Dec. 23 (UPI) — The U.S. Consumer Financial Protection Bureau on Monday sued Walmart and a financial tech company over allegations the retail giant forced drivers to use costly, complicated deposit accounts in order to get paid and raked in millions in the process.

The federal agency said Walmart and its vendor, Branch Messenger, allegedly forced drivers who were part of Walmart’s Spark Driver gig-work platform to utilize Branch’s digital deposit accounts to be paid, going so far as to add that workers would be terminated if they did not use the Branch platform.

“Walmart made false promises, illegally opened accounts, and took advantage of more than a million delivery drivers,” CFPB Director Rohit Chopra said.

The suit alleges that for two years beginning in 2021 that Walmart and Branch opened accounts for new drivers using personal information such as Social Security numbers without their consent and deposited pay into the accounts without drivers’ authorization.
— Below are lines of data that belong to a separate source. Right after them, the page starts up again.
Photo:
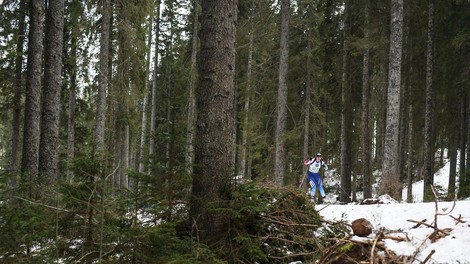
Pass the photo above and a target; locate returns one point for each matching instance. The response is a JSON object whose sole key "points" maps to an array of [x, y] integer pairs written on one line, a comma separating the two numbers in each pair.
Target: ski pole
{"points": [[302, 181]]}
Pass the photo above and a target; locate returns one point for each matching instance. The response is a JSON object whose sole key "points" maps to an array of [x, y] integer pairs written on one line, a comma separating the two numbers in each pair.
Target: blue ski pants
{"points": [[314, 179]]}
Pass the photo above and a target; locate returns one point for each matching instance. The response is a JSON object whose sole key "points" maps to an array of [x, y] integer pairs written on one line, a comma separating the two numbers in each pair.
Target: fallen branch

The drivers were then unable to access the funds without agreeing to Branch’s terms and conditions while drivers faced the threat of termination if they refused to use the accounts.

Branch is a financial technology company that offers a deposit account at Evolve Bank & Trust that consumers access through a digital app and debit card, CFPB officials said.
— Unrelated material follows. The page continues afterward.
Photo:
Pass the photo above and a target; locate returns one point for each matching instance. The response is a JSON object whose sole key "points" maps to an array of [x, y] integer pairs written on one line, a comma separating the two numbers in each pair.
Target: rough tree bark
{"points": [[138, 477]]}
It’s further alleged the two companies misled gig workers about the availability of same-day access to earnings and managed to harvest more than $10 million in junk fees when workers took steps to transfer their compensation to a separate banking account of their own choice.
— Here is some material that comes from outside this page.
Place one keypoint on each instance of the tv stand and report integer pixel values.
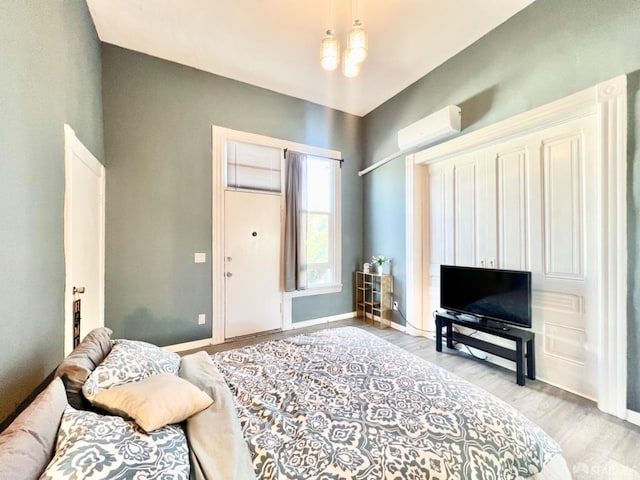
(524, 342)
“Companies cannot force workers into getting paid through accounts that drain their earnings with junk fees,” the CFPB director added.

The final proposal of a new CFPB rule would require banks, credit card issuers, and other financial providers to “unlock” an individual’s personal financial data and transfer it to another provider at the consumer’s request without cost, moving the United States closer to an “open banking.”

Meanwhile, tech billionaire Elon Musk, who holds billions in taxpayer-funded government contracts, has called for the CFPB to be abolished.

This arrived less than a week after the U.S. Federal Trade Commission approved in a 4-1 vote its final policy rule to ban so-called junk fees for tickets and hotels amid a successful Biden administration crackdown.

“If a firm tells its workers they can only get paid through expensive deposit accounts where funds are hard to access or transfer, it may be breaking the law,” FTC Chair Lina M. Khan stated early Monday afternoon on social media.